- Born: 1 January 1785 Stratford-on-Avon
- Died: 15 July 1857 (aged 72)
- Occupation: Antiquarian

= Robert Bell Wheler =

English antiquarian

Robert Bell Wheler (1 January 1785 – 15 July 1857) was an English antiquarian.

==Biography==
Wheler was born at Stratford-on-Avon on 1 January 1785, was son of Robert Wheler (1742–1819), a solicitor of that town. His mother was Elizabeth Loder of Meon Hall, Lower Quinton, Gloucestershire. His Christian name was derived from his godfather, Robert Bell, who belonged to an old Worcestershire family. Robert Bell Wheler was educated at Stratford, and was subsequently articled to his father. He appears scarcely to have left his native town, except when he went to London for a month at the date of his formal admission as a solicitor. He practised his profession at Stratford until his death, residing continuously in a pleasant old house (Avon Croft 2), part of a mansion formerly belonging to the Clopton family, in Old Town, near the parish church.

In youth he joined the Stratford volunteer corps, and afterwards became a lieutenant and quartermaster in the 3rd regiment of Warwickshire militia, which was stationed at Stratford under Colonel Sheldon. But his main interest through life was in Shakespearean research and local topography. He had scarcely attained his majority when he published his first book, ‘The History and Antiquities of Stratford-upon-Avon,’ 1806. This accurate and careful compilation remains a standard work of reference. The eight plates illustrating the ‘History’ were engraved by F. Eginton of Birmingham from Wheler's own sketches. In 1814, was published Wheler's ‘Guide to Stratford-upon-Avon,’ a useful volume, which was reprinted in 1850. Although the ‘Guide’ excludes documents, it contains more information on some points than the ‘History.’ Wheler's last publication was a large quarto pamphlet, now very scarce, entitled ‘Historical and Descriptive Account of the Birthplace of Shakespeare’ (1829); it was illustrated with a plan and nine lithographs by C. F. Green. The work supplies an accurate and minute description of Shakespeare's birthplace as it stood in the beginning of the nineteenth century. Wheler also contributed articles, chiefly on Shakespearean subjects, to the ‘Gentleman's Magazine.’ He was a friend of Britton, author of the ‘Cathedrals of England,’ and corresponded with him.

Wheler died unmarried on 15 July 1857, and was buried beside his father in the churchyard of his native town.

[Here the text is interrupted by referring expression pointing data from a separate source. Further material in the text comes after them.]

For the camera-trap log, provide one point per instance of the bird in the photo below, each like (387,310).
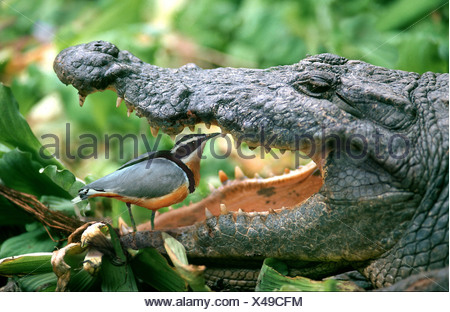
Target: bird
(153,180)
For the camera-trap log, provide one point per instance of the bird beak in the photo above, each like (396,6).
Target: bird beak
(212,135)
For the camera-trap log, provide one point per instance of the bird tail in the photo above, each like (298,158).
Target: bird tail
(77,199)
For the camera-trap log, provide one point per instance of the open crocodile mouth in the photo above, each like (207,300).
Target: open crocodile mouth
(236,195)
(240,194)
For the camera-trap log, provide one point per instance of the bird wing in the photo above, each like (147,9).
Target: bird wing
(144,157)
(155,178)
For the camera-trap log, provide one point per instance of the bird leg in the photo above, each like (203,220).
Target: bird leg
(133,224)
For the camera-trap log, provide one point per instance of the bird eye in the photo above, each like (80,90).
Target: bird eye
(314,83)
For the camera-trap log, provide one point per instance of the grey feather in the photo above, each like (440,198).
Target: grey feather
(148,179)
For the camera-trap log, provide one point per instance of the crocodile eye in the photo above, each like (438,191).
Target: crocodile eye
(314,83)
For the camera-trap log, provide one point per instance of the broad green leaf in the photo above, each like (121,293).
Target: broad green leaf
(402,13)
(58,204)
(273,278)
(151,267)
(64,179)
(19,171)
(33,241)
(41,282)
(12,215)
(117,277)
(15,131)
(192,274)
(81,280)
(26,264)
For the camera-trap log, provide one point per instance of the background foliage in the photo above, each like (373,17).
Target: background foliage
(410,35)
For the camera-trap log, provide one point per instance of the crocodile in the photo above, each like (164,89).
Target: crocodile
(378,138)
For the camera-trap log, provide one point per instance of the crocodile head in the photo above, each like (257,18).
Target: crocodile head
(378,136)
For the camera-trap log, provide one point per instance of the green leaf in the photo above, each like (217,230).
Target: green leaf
(26,264)
(19,171)
(404,12)
(41,282)
(12,215)
(273,278)
(33,241)
(81,280)
(192,274)
(15,131)
(58,204)
(151,267)
(64,179)
(117,277)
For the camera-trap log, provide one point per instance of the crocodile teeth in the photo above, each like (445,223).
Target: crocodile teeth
(222,176)
(223,209)
(238,174)
(129,111)
(119,101)
(81,99)
(208,214)
(154,131)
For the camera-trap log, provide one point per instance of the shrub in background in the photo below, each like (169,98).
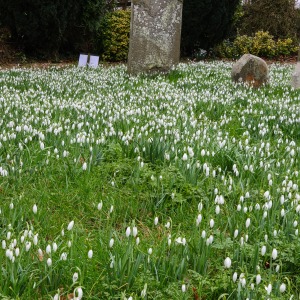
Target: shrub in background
(261,44)
(46,28)
(114,36)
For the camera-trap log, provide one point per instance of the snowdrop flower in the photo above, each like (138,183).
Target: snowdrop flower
(78,293)
(99,206)
(134,231)
(70,226)
(63,256)
(274,254)
(227,263)
(34,209)
(128,231)
(198,220)
(35,239)
(282,288)
(269,288)
(48,249)
(184,157)
(258,279)
(54,247)
(49,262)
(248,222)
(75,277)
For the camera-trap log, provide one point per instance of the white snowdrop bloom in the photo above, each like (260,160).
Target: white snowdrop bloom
(78,292)
(84,166)
(100,205)
(184,157)
(35,239)
(75,277)
(54,247)
(267,195)
(128,231)
(200,206)
(236,232)
(134,231)
(27,246)
(63,256)
(111,242)
(243,280)
(198,220)
(282,288)
(48,249)
(258,279)
(227,262)
(274,254)
(248,221)
(34,209)
(49,262)
(71,225)
(269,288)
(167,225)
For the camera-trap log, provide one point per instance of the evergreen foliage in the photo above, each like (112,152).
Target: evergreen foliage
(206,23)
(46,27)
(278,17)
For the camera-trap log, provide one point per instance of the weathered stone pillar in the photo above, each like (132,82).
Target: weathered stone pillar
(154,35)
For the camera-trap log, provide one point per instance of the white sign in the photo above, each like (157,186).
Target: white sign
(94,60)
(83,58)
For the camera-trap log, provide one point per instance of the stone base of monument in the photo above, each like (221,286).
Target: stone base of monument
(296,77)
(250,69)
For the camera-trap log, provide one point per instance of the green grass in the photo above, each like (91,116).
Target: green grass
(110,151)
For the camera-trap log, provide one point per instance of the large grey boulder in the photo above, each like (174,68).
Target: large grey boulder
(155,32)
(250,69)
(296,77)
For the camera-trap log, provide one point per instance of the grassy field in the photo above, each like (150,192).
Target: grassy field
(178,186)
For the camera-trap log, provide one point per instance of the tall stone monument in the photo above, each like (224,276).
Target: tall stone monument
(154,35)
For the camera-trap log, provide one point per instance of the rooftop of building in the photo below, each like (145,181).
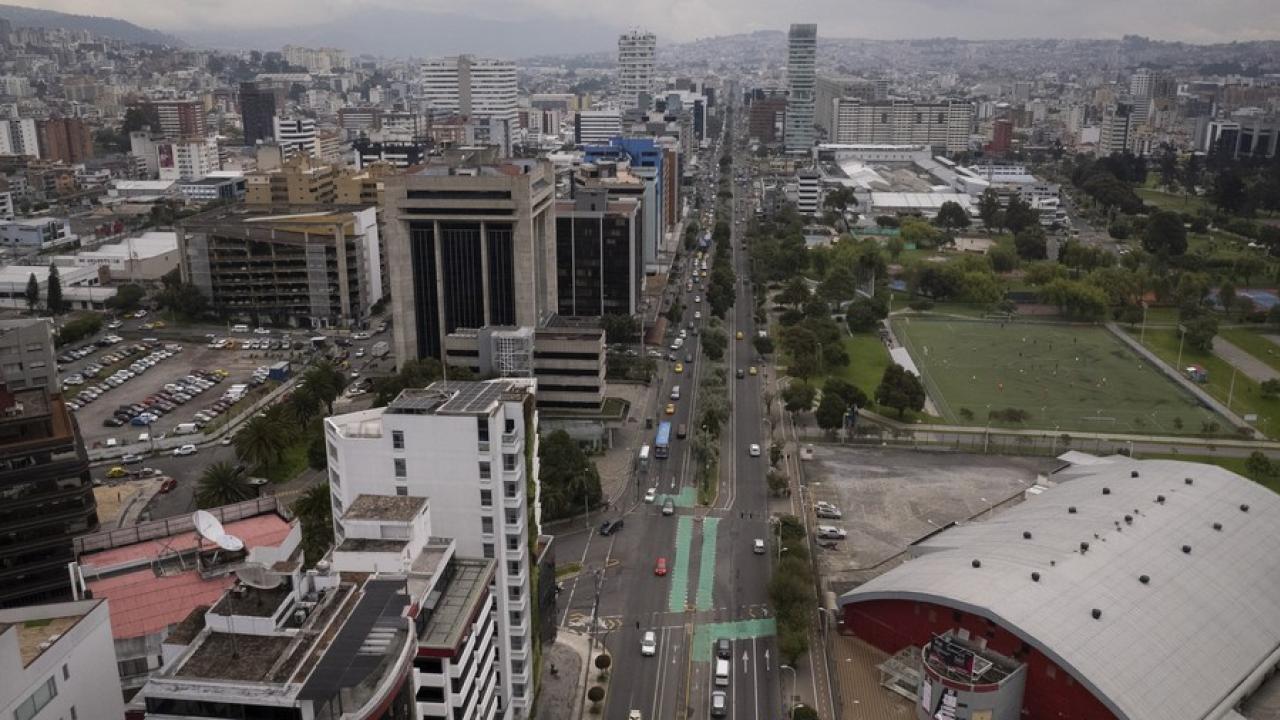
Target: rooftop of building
(385,507)
(40,627)
(1155,583)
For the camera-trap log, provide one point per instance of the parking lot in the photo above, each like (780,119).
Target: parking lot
(238,364)
(890,499)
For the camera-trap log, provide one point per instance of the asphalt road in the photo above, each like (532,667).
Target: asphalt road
(716,584)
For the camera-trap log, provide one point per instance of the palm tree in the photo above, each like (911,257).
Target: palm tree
(263,440)
(222,484)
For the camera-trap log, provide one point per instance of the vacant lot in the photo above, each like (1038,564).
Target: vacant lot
(1059,377)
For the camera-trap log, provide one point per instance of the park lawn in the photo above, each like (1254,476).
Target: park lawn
(1255,343)
(1063,377)
(1247,396)
(1173,201)
(1237,465)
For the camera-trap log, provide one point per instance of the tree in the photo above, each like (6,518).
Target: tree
(900,390)
(620,328)
(798,396)
(222,483)
(263,440)
(1031,244)
(54,291)
(951,217)
(568,477)
(831,411)
(990,212)
(1165,235)
(32,292)
(314,510)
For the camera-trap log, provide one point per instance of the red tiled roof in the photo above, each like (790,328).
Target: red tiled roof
(141,604)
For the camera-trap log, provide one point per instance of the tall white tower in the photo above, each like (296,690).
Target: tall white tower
(635,65)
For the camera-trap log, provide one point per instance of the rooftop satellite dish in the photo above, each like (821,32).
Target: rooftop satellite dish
(211,531)
(257,577)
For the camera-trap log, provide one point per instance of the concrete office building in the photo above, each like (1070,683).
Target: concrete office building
(801,58)
(465,446)
(470,244)
(597,127)
(481,90)
(297,267)
(599,267)
(1098,597)
(259,105)
(568,361)
(56,661)
(46,488)
(945,126)
(636,51)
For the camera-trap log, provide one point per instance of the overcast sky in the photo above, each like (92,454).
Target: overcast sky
(1198,21)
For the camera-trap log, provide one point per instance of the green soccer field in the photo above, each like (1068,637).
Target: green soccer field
(1073,378)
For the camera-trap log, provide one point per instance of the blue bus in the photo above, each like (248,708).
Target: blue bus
(662,445)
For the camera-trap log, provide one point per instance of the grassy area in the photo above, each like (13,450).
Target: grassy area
(1246,399)
(1074,378)
(1173,201)
(1253,343)
(1233,464)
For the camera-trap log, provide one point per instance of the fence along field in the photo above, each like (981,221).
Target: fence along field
(1065,377)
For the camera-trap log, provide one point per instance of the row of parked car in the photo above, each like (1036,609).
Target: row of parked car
(173,395)
(122,376)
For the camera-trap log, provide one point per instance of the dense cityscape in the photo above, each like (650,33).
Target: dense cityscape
(757,376)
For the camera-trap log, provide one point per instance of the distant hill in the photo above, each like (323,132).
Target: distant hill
(105,27)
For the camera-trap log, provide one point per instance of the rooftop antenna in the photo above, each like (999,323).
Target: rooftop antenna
(211,529)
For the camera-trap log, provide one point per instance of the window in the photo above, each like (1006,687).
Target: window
(36,701)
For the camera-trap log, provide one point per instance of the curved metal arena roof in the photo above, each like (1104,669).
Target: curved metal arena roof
(1173,648)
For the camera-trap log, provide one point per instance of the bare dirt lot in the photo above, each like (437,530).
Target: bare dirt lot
(892,497)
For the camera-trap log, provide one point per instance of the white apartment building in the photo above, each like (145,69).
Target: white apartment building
(462,446)
(636,53)
(597,127)
(19,137)
(296,135)
(58,661)
(935,124)
(801,86)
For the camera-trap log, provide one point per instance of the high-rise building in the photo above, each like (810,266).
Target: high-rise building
(48,491)
(296,135)
(257,112)
(470,447)
(470,244)
(801,58)
(599,260)
(595,127)
(481,90)
(65,140)
(901,122)
(636,53)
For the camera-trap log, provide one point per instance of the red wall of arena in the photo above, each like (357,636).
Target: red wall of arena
(1051,692)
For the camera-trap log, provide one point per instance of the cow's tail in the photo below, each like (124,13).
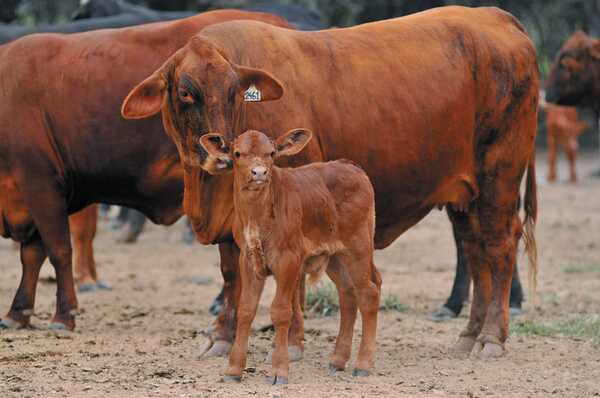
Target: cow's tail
(529,224)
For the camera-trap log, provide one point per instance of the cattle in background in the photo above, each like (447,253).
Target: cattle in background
(562,130)
(63,142)
(370,94)
(316,218)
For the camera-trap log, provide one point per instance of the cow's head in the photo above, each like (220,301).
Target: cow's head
(574,76)
(199,91)
(250,156)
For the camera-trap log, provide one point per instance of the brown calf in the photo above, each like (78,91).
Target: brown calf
(315,218)
(562,129)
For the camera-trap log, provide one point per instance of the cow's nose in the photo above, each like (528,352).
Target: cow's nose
(259,173)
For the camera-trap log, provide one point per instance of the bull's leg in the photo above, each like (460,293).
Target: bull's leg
(83,230)
(551,157)
(32,258)
(348,311)
(251,289)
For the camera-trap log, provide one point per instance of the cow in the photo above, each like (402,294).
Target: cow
(574,77)
(453,126)
(63,143)
(562,129)
(287,221)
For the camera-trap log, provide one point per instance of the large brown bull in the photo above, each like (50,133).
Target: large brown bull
(64,145)
(439,108)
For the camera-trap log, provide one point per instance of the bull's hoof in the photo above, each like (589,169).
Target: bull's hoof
(278,381)
(514,312)
(295,354)
(487,350)
(464,345)
(360,373)
(219,348)
(232,379)
(87,287)
(11,324)
(103,286)
(442,314)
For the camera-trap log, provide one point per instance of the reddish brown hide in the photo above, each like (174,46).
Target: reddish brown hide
(314,218)
(450,125)
(64,145)
(562,129)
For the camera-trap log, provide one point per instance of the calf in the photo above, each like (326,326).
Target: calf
(562,129)
(315,218)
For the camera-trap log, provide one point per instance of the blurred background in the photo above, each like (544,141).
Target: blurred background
(549,22)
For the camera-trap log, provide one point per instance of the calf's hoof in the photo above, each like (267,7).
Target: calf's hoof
(360,373)
(442,314)
(295,354)
(464,345)
(232,379)
(218,348)
(278,381)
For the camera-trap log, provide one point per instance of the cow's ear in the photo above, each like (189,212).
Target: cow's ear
(595,49)
(216,160)
(258,85)
(145,99)
(292,142)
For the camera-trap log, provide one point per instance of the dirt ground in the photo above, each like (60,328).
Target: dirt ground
(141,340)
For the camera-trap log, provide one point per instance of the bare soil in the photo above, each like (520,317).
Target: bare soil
(141,339)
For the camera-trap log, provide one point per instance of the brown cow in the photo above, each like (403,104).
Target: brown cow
(290,221)
(574,77)
(63,144)
(451,126)
(562,129)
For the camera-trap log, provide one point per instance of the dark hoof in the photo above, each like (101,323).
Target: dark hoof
(103,286)
(278,381)
(87,287)
(514,312)
(360,373)
(442,314)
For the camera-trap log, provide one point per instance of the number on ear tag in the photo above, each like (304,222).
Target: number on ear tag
(252,94)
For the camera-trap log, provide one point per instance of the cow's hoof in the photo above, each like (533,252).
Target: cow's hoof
(10,324)
(295,354)
(103,286)
(442,314)
(87,287)
(232,379)
(514,312)
(360,373)
(278,381)
(219,348)
(464,345)
(487,350)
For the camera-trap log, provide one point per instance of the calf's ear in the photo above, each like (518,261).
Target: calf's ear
(292,142)
(216,160)
(145,99)
(258,85)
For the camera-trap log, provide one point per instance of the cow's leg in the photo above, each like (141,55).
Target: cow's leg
(221,332)
(83,230)
(460,288)
(572,157)
(287,275)
(367,285)
(551,141)
(348,311)
(251,289)
(33,255)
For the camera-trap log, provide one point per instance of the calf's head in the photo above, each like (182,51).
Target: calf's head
(574,77)
(199,91)
(250,156)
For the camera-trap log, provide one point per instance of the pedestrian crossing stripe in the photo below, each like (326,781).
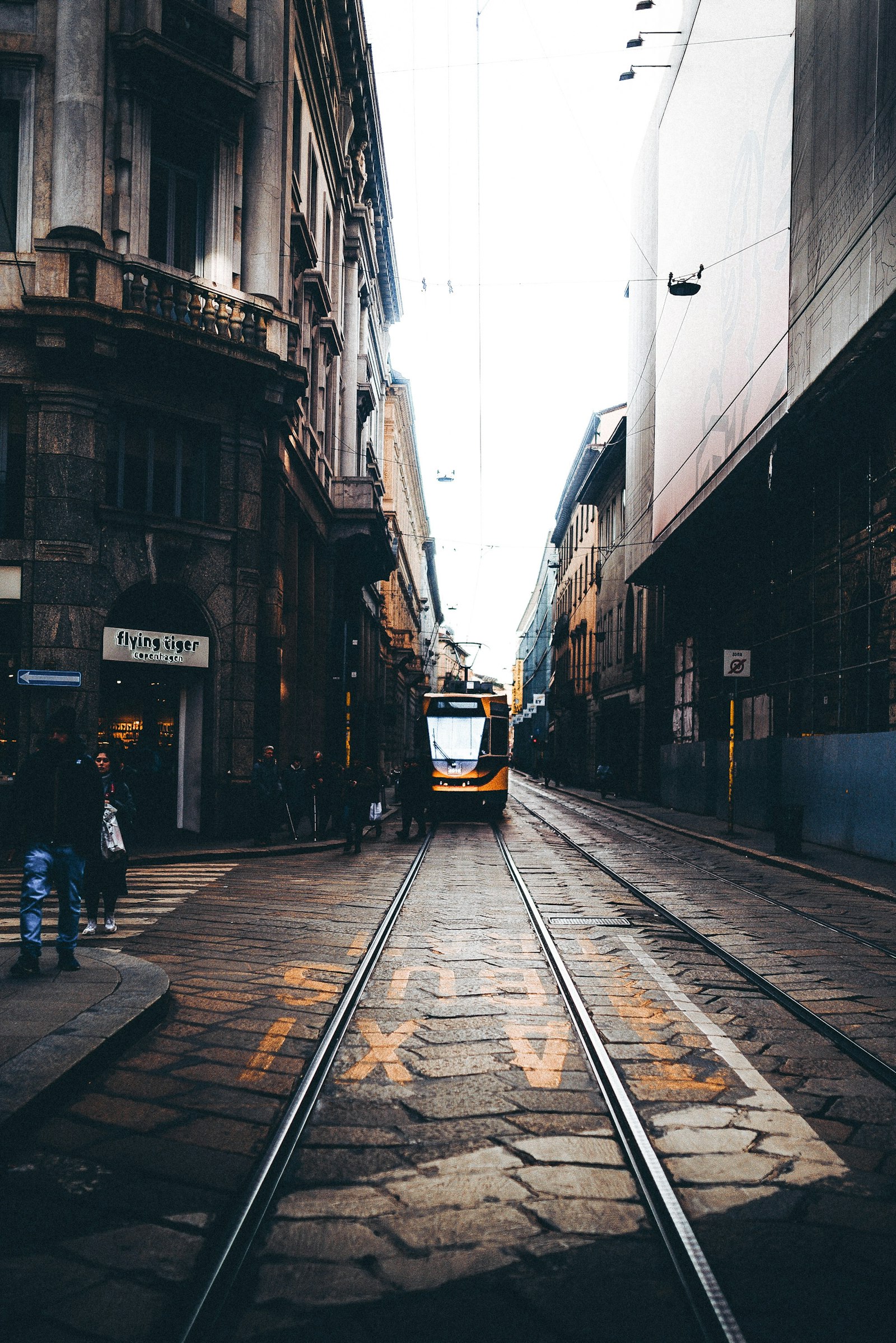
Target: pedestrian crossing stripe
(152,892)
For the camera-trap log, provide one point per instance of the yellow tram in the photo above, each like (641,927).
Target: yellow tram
(468,743)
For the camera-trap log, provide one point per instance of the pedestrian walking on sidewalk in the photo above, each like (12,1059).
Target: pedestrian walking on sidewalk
(361,791)
(108,878)
(414,797)
(267,794)
(58,806)
(316,789)
(296,794)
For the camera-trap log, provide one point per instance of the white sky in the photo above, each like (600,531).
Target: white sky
(559,137)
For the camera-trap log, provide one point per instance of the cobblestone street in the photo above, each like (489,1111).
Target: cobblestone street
(461,1176)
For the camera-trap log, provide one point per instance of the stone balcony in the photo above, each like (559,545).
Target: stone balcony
(78,281)
(361,527)
(179,52)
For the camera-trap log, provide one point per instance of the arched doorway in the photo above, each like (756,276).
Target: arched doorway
(153,703)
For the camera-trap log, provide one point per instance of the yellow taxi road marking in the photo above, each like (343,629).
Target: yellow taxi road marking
(270,1045)
(402,977)
(722,1045)
(383,1051)
(546,1071)
(320,990)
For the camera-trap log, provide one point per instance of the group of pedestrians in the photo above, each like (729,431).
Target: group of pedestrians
(312,794)
(327,794)
(73,814)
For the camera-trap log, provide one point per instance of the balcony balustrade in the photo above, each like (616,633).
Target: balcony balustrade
(187,304)
(210,312)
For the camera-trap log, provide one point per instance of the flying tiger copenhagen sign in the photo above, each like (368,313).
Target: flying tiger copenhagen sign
(183,650)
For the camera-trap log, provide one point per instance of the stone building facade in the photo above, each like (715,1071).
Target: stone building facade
(413,612)
(760,481)
(597,684)
(197,286)
(533,668)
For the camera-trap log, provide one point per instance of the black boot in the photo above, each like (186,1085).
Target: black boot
(26,966)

Wheler left a quarto autograph manuscript volume of ‘Collectanea de Stratford.’ This, together with a portion of his library, his collection of local deeds and original documents, coins, and other relics local and Shakespearean, including a gold signet-ring believed to have belonged to Shakespeare, were given by his sister, Anne Wheler (1783–1870), to the trustees of Shakespeare's Birthplace, and are now located in the Birthplace museum. J. O. Halliwell-Phillipps privately printed a hand-list of Wheler's collections in 1863, with a biographical preface.